Convido você a ver este vídeo. Farei alguns comentários mais tarde.

O vídeo me foi enviado por meu velho amigo Mike Jones, chefe da Loteria Estadual de Illinois. É viral, com mais de 5 milhões de acessos. É muito curto e simples. Eu o vejo novamente.



Acredito que foi o escritor W. G. Sebald quem disse: 'Homens e animais se consideram através de um abismo de incompreensão mútua'. Nenhum animal parece nos compreender melhor do que o cachorro. Quanto a isso, eu os compreendo mais do que qualquer outro. Como o Nicholas Cage personagem de Herzog's ' Mau-tenente ,' Eu não tenho idéia do que uma iguana está pensando. Será que uma iguana?

Crescendo nos livros de Albert Payson Terhune, desenvolvi um amor precoce por cães. Não me incomodou que um me mordeu na bochecha na Play School da Sra. Meadrow. Foi minha culpa. Eu tentei montá-la como um cavalo.

Agora olhe novamente para esse vídeo.

O cachorro talvez pese mais que o menino. Neste ponto tem mais sabedoria de vida. É fingir ser liderado. O menino considera a poça, inclina-se e coloca cuidadosamente a coleira. À medida que se aproximam da poça, o cão inclina-se ligeiramente para estibordo, sugerindo que a poça seja evitada. Quando o menino larga a coleira, o cachorro dá um pequeno passo à frente, sugerindo que continuem pela trilha. O menino toma sua decisão. O cachorro se vira, observa, aceita e escolhe uma linguagem corporal que diga: 'Não olhe para mim. Eu não queria que ele fizesse isso.

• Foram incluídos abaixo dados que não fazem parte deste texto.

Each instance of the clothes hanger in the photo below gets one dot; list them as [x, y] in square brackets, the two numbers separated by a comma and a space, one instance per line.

olha para a coleira, de volta para a poça, talvez adivinhe o que acontecerá em seguida, e permanece no lugar como se a coleira estivesse presa à terra. É totalmente aceitante e aguarda com conteúdo.

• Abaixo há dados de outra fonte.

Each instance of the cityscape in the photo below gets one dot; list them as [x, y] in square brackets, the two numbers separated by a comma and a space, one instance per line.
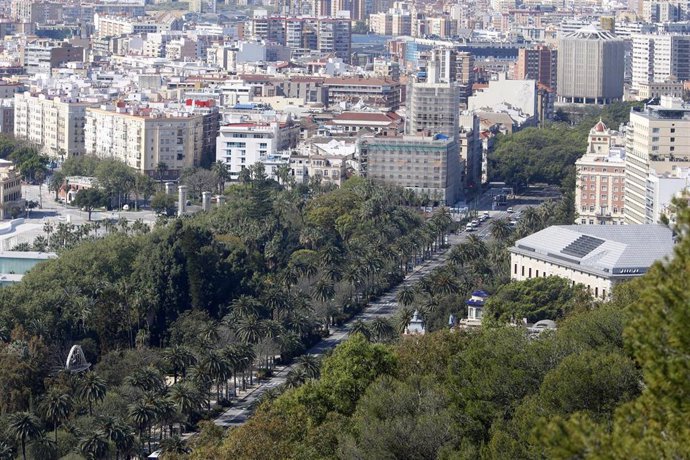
[344, 229]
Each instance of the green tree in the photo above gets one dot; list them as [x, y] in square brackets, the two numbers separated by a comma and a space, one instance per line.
[57, 406]
[24, 426]
[91, 389]
[89, 199]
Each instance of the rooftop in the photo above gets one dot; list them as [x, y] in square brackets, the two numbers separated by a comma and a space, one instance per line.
[603, 250]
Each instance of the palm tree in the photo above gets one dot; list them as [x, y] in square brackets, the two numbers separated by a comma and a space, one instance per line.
[6, 451]
[406, 295]
[250, 329]
[24, 426]
[296, 377]
[178, 358]
[500, 229]
[360, 327]
[382, 330]
[146, 378]
[403, 319]
[143, 416]
[117, 432]
[311, 365]
[57, 406]
[91, 389]
[222, 173]
[174, 445]
[94, 446]
[186, 399]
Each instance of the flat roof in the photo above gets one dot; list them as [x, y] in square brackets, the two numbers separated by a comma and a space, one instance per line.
[607, 251]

Se um guaxinim se aproximasse do menino, o cachorro entraria em modo de ataque, pelos eriçados, presas à mostra, saliva pingando. Ele rosnava, latia e corria para o guaxinim. Acredito que o cachorro estaria totalmente preparado para morrer por aquele menino. Mas o cachorro não é bobo. Não vai vadeando na poça.

O menino fica com o bem da poça. Ele pega a coleira novamente, e menino e cachorro retomam sua jornada.

John McPhee escreveu que os primeiros cães, ateus, observaram que o homem controlava a comida, o abrigo e o fogo, e lançava sua sorte com esses animais sem pelos. Agora eles tinham um deus. Observando que os homens gostavam de acariciá-los, os cães os encorajavam a tocar. A maioria dos cães são obedientes voluntariamente. Eles até mordem alguém sob comando, mas se seu dono ordena que um cachorro se morda, eles ficam ansiosos e perdem a postura, desviando o olhar inquieto. Algo está errado no fundamento do universo. O deus falhou.